If the thought of handing back the car at the end of a lease rankles, a pcp offers you the option to buy it. You’ll pay a deposit, followed by low monthly payments for the remainder of the contract. A minimum guaranteed future value (mgfv) is also calculated. also known as a balloon payment, this is the amount you’ll have to pay to take ownership of the car at the end of the lease. Alternatively you can part-exchange the car for a new model. If it’s worth more than the mgfv, you get the higher amount as a deposit on the next car, if it’s worth less, you still get the mgfv. The third option is to simply hand the car back to the leasing company. agreements can include maintenance of the car.

Pros

  • Fixed monthly costs make budgeting easier.
  • Requires only a small deposit and lower monthly payments than if you’d bought the car, giving you access to more prestigious models.
  • Flexibility: the balloon payment allows you to defer payments and can be refinanced at the end of the agreement. 
  • If you decide not to buy, you can just walk away. 
  • You avoid the risk of ending up in negative equity – with your car worth less than the repayments outstanding.

Cons

  • As a method of buying it will work out more expensive than a hire purchase (hp) agreement.
  • You’ll need comprehensive insurance because you don’t own the car until the end of the contract.
  • Exceeding agreed mileage limits will incur extra costs.

Best for

  • Having your cake and eating it: drive a more expensive car than you would buy outright, and decide later whether to keep it or hand it back.

 

 

Hire purchase (hp) and conditional sale

Hire purchase (hp) is a simple way to finance a new car. you pay a deposit followed by monthly payments while you use the car. Only when the full cost has been met do you take ownership.
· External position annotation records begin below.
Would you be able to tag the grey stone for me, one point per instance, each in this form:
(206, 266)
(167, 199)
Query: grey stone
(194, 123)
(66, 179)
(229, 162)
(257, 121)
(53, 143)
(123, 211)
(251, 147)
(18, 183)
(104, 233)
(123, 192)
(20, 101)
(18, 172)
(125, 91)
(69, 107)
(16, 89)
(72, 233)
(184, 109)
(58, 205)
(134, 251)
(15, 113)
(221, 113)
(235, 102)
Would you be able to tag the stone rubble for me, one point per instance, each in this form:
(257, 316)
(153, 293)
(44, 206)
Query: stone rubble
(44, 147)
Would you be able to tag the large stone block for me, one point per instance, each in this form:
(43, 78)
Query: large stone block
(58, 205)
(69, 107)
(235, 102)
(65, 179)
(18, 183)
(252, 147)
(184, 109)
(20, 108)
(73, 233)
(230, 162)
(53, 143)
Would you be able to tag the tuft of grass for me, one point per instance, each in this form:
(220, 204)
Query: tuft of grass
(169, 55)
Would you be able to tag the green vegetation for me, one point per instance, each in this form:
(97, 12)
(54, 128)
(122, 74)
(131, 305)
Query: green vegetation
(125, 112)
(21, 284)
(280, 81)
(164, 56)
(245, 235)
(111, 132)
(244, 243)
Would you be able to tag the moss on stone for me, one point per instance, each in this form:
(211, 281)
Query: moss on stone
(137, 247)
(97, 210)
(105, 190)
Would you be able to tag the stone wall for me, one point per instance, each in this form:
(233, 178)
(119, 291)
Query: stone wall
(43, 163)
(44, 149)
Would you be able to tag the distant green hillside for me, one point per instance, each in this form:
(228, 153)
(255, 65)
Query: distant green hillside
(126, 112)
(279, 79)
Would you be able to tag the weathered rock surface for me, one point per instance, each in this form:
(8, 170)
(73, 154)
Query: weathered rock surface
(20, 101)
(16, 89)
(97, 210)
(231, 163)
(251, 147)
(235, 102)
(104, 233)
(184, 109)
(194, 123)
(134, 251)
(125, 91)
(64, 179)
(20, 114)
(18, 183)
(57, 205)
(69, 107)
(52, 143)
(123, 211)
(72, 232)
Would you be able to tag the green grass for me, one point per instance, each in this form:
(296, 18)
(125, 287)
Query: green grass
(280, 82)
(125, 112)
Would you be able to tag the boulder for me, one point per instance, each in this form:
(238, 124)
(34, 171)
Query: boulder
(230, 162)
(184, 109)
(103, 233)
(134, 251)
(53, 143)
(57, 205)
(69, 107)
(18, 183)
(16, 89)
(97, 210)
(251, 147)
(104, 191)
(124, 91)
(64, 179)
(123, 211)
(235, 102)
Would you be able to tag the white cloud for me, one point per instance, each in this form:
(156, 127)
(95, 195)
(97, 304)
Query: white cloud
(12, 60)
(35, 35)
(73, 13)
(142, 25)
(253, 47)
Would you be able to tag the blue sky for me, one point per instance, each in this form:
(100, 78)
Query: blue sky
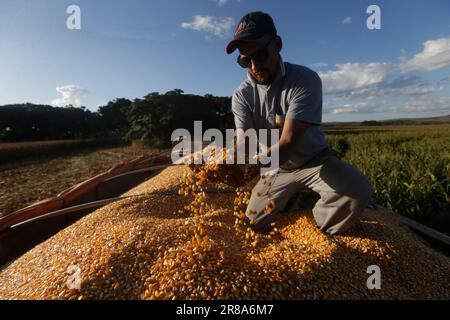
(130, 48)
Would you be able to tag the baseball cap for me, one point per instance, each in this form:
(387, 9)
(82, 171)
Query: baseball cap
(252, 27)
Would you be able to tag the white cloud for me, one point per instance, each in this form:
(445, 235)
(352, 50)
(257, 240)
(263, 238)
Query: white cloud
(212, 25)
(220, 3)
(71, 94)
(347, 20)
(435, 55)
(319, 65)
(351, 76)
(351, 108)
(424, 105)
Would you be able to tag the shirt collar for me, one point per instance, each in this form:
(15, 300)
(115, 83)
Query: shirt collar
(281, 73)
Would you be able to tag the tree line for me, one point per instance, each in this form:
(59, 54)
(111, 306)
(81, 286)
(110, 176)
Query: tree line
(152, 118)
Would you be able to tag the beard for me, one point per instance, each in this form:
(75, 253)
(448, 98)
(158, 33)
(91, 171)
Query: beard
(263, 76)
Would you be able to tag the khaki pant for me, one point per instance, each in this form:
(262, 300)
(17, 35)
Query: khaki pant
(344, 193)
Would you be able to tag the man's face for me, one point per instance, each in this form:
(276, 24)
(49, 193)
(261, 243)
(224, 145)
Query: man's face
(263, 71)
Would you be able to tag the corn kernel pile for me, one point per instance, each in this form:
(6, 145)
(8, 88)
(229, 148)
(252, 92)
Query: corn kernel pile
(194, 245)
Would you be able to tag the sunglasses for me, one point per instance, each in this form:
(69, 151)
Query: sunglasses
(259, 56)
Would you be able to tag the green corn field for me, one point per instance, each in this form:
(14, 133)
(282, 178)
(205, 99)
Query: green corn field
(408, 166)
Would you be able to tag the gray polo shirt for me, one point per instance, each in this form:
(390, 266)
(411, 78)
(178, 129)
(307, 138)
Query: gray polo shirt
(295, 93)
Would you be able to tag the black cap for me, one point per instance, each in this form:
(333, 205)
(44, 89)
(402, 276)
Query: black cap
(252, 27)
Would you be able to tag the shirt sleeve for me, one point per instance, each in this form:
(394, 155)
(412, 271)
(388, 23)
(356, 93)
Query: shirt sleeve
(243, 118)
(305, 103)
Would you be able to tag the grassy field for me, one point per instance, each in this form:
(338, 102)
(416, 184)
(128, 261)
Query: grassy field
(408, 166)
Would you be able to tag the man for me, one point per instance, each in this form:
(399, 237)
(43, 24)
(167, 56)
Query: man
(279, 90)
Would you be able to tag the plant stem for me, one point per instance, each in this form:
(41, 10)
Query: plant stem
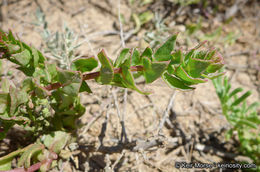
(92, 75)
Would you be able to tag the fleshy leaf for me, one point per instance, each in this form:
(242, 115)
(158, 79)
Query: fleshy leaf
(128, 80)
(242, 98)
(106, 71)
(57, 137)
(195, 67)
(164, 52)
(152, 70)
(6, 161)
(188, 79)
(35, 57)
(23, 57)
(26, 157)
(12, 49)
(3, 102)
(17, 97)
(85, 64)
(84, 87)
(174, 82)
(148, 52)
(122, 57)
(136, 60)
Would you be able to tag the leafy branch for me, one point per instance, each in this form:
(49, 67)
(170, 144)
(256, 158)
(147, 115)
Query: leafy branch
(47, 101)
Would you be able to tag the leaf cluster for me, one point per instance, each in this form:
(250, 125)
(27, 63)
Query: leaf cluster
(48, 101)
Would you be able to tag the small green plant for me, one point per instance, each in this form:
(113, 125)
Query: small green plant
(46, 104)
(242, 117)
The cost is based on the price of the car, the size of your deposit and number of instalments.

Pros

  • You’ll drive a car you couldn’t afford to buy outright, knowing that once you’ve met all the payments you’ll own it.
  • The loan is secured against the car which could make it easier to get the finance and at a reasonable interest rate.
  • Overall you’ll pay less to own the car than with other forms of finance, but monthly payments will be higher.

Cons

  • Until you’ve paid off the loan you can’t sell the car without written permission from the creditor, and if you fall behind with payments the creditor can repossess the car.
  • Interest rates can be high, depending on your credit rating. be sure to negotiate the best rate and shop around using the apr to compare deals.
  • Watch out for hefty ‘option to purchase’ fees payable at the end of the contract.
  • Conditional sale is similar to hp, with one main difference: there are no added fees to pay, so once you have paid your instalments in full you take ownership of the car without any final balloon payment.

Best for

  • Driving the car of your dreams before you can afford it. Just make sure you get a good deal by shopping around, comparing the apr and total amount you’ll have to repay.